Wigan Album
KEN HALL
8 CommentsPhoto: Keith
Item #: 35527
I remember buying veg off Ken's stall, and he features in the film, "Wigan Market Hall.....The Final Days" which you can see on Youtube.
We too when in the market would call there Irene.
Ken lived to be 93 too, good evidence that eating plenty of vegetables and fruit benefits your health.
In winter and with no heating in the fruit market I remember they would stand on layers of cardboard, they said it helped stop the cold from the concrete floor striking up to their feet.
https://www.legacy.com/uk/obituaries/wigantoday-uk/name/kenneth-hall-obituary?id=46197381
Ken had a stall inside the main Market Hall when I used to buy off him, Cyril....the adjoining fruit market had gone, but I DO remember it.....I remember getting discarded lettuce leaves from under the counters for our tortoise when I was a child, and seeing the exotic-looking tissue-paper wrappers that tangerines came in at Christmas. I remember buying veg from the fruit market when I was first married, and running there from Wigan Park when my young son fell in the duck-pond and I had to take him home in a taxi.....I had to beg for some cardboard boxes for him to sit on in the taxi or the driver wouldn't have taken us......oh, the memories that a Wigan World photo brings back!
Irene, I remember going to a house on Greenfield Avenue at Ince in the early 1980s, it was an old lady who lived there and there was a Tortoise in the garden which she said had belonged to her sons.
The lady also said that in Autumn it would go under the garden shed until it got warmer in the next year, and had been doing that for years. I often thought about it and wondered how it had gone on over the years. Hopefully it had later been found and maybe still living a good life somewhere, just so long as it hadn't been found and mistreated.
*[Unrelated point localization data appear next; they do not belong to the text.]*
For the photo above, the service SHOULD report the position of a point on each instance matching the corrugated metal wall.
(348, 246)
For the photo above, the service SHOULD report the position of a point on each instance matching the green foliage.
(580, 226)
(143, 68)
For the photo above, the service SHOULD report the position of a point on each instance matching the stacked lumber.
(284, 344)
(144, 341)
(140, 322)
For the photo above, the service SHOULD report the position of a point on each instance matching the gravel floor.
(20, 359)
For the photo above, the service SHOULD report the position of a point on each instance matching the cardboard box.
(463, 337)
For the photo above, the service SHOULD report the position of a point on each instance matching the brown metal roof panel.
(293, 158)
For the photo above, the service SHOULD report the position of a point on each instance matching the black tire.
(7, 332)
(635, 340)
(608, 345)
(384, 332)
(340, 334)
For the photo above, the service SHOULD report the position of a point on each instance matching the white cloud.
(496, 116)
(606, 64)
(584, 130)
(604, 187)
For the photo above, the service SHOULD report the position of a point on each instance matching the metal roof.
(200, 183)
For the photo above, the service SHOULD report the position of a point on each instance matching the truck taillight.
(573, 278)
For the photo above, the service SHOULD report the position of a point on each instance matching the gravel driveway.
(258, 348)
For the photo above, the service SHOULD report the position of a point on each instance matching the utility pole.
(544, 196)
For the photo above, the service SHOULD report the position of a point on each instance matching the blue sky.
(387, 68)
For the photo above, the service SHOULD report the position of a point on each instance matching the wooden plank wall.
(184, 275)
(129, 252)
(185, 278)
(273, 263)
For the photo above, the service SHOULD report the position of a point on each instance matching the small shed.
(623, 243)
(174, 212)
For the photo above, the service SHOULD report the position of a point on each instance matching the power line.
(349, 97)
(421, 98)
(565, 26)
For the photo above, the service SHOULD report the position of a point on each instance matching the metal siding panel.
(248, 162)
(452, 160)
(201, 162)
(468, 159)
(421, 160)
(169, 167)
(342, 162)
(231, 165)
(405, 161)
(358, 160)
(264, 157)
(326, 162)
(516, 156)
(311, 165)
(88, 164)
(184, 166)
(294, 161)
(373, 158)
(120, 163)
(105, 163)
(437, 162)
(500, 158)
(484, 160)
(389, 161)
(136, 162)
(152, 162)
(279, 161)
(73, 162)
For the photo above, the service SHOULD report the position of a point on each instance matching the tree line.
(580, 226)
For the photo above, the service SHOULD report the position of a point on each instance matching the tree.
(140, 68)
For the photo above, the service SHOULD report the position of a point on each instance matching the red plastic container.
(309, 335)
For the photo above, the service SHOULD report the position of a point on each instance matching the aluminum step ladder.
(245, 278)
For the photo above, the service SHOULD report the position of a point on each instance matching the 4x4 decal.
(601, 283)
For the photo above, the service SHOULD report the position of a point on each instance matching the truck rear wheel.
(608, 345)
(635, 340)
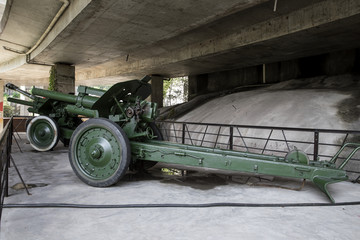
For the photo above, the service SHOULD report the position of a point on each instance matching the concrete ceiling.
(115, 40)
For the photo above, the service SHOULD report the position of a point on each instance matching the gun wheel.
(42, 133)
(99, 152)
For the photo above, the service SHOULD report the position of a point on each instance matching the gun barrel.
(19, 101)
(17, 89)
(85, 101)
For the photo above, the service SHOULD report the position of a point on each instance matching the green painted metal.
(42, 133)
(121, 133)
(99, 152)
(320, 173)
(123, 103)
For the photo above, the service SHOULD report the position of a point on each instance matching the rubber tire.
(120, 137)
(55, 128)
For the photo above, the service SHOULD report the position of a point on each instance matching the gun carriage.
(121, 133)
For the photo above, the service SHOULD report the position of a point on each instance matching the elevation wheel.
(99, 152)
(42, 133)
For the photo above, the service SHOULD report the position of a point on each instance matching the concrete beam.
(325, 17)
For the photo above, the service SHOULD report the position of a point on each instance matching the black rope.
(178, 205)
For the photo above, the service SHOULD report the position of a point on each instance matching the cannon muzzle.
(17, 89)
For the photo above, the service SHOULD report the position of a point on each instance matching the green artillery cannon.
(121, 133)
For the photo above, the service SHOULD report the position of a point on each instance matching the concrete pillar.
(157, 87)
(64, 78)
(198, 84)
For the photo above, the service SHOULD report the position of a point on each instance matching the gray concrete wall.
(65, 78)
(333, 63)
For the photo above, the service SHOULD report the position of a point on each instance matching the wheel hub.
(98, 153)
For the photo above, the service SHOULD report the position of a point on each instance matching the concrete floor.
(57, 183)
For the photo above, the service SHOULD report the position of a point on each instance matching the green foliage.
(175, 91)
(52, 79)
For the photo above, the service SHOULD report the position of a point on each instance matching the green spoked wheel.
(99, 152)
(42, 133)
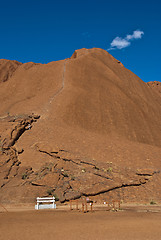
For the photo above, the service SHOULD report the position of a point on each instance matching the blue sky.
(44, 31)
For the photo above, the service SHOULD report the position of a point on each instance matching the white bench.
(45, 203)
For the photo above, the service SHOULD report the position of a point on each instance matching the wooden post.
(4, 208)
(91, 204)
(77, 204)
(86, 206)
(83, 207)
(71, 205)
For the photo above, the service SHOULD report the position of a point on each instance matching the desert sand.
(132, 223)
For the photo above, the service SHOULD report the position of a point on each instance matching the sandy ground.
(131, 223)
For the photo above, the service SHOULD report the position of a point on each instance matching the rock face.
(84, 126)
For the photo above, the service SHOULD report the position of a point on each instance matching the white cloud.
(119, 43)
(136, 35)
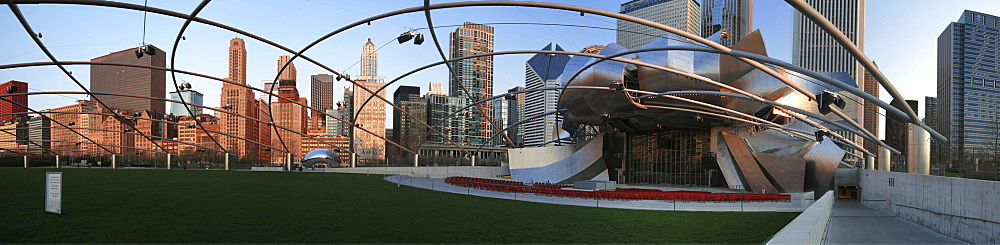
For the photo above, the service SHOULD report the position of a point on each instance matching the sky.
(901, 38)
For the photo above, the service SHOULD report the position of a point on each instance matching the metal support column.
(884, 158)
(918, 153)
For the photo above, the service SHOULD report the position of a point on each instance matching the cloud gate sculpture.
(683, 117)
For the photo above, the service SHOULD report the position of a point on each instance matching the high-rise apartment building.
(191, 97)
(813, 49)
(289, 73)
(369, 146)
(6, 107)
(515, 113)
(40, 132)
(321, 91)
(733, 15)
(474, 75)
(239, 100)
(79, 116)
(131, 80)
(968, 82)
(408, 98)
(439, 107)
(684, 15)
(541, 71)
(292, 117)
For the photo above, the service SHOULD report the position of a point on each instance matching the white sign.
(53, 192)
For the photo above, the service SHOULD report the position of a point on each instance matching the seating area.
(548, 189)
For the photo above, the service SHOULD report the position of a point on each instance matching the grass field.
(160, 206)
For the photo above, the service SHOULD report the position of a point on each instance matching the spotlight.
(406, 36)
(419, 39)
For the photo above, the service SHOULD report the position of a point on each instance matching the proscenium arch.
(603, 57)
(755, 57)
(860, 57)
(773, 103)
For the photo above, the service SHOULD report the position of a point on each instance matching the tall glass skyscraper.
(541, 71)
(969, 82)
(681, 14)
(733, 15)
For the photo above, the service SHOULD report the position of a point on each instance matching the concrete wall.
(810, 226)
(433, 172)
(964, 209)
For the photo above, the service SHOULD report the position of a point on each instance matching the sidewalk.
(853, 223)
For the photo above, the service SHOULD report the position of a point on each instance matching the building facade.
(130, 80)
(191, 97)
(237, 99)
(684, 15)
(475, 76)
(733, 15)
(969, 83)
(541, 71)
(7, 109)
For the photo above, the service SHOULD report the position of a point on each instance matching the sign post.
(53, 192)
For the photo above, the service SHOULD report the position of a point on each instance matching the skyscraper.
(372, 117)
(6, 107)
(968, 84)
(813, 49)
(321, 91)
(289, 115)
(191, 97)
(408, 132)
(733, 15)
(475, 75)
(289, 73)
(681, 14)
(240, 100)
(541, 71)
(515, 113)
(130, 80)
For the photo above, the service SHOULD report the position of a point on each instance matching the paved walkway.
(796, 205)
(853, 223)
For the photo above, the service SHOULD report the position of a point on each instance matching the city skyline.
(891, 59)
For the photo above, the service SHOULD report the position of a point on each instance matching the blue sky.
(901, 38)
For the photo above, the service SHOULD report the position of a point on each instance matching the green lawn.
(160, 206)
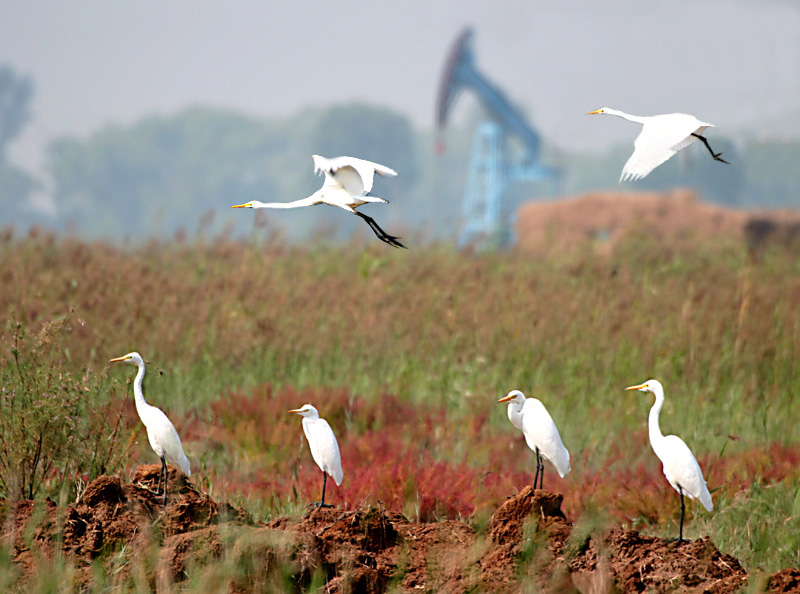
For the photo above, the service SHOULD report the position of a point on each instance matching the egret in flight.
(680, 466)
(541, 434)
(661, 137)
(348, 182)
(160, 431)
(324, 448)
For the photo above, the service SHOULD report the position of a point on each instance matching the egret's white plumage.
(161, 432)
(541, 434)
(348, 182)
(661, 137)
(323, 445)
(680, 466)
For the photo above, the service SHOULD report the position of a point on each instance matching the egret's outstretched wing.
(541, 433)
(682, 470)
(325, 448)
(661, 137)
(355, 175)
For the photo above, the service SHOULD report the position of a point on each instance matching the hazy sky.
(731, 62)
I don't remember them being given by by fairgrounds, see link below,
'I'm sure that was once a Wigan joke, maybe the Bolton Evening News has just heard it', but the pet shop on the Wiend always had them for sale, but we wasn't allowed one, though some of my friends kept them in the 1950s and 1960s and remember them always on the hunt for greens. https://www.theboltonnews.co.uk/comment/4541045.coconut-goldfish-or-tortoise/
We had a tortoise when our children were growing up, Cyril.....he was found wandering along Warrington Road in Abram in the 1980s and we took him in; I assumed he had escaped from someone's garden and I placed an advert in the papershop window, but no-one claimed him so we kept him. He lived for a number of years and I remember taking him into Abram School to show the children when I used to help out there. We called him Topsy and our Jamie, (49 now), still has a picture he made of Topsy out of plastic shapes. One year he just didn't wake up from his hibernation and we buried him in the backyard where he joined a budgie called Ollie and a few fairground goldfish, one memorably called "Glug" by the children!
I remember school friends who had Tortoises and theirs died too when in hibernation Irene, it must be tricky getting things just right.
I've been reading on the web that it's only recently that they've been doing research on their hibernation or brumation, and it's interesting reading through the article. https://www.rvc.ac.uk/research/news/general/world-tortoise-and-turtle-day-research-from-the-royal-veterinary-college-reveals-risk-factors-to-tortoises-during-brumation-in-uk
Remember this bloke well and his stall in the old fruit market.
Irene,that same thing happened to m my tortoise Timmy..he just never woke up,I would be about twelve at the time and I have a photograph of me sat on a cane chair in our back yard and I was holding him..I used to have a locket and chain and Timmy’s photo was inside the locket..I really loved that little tortoise.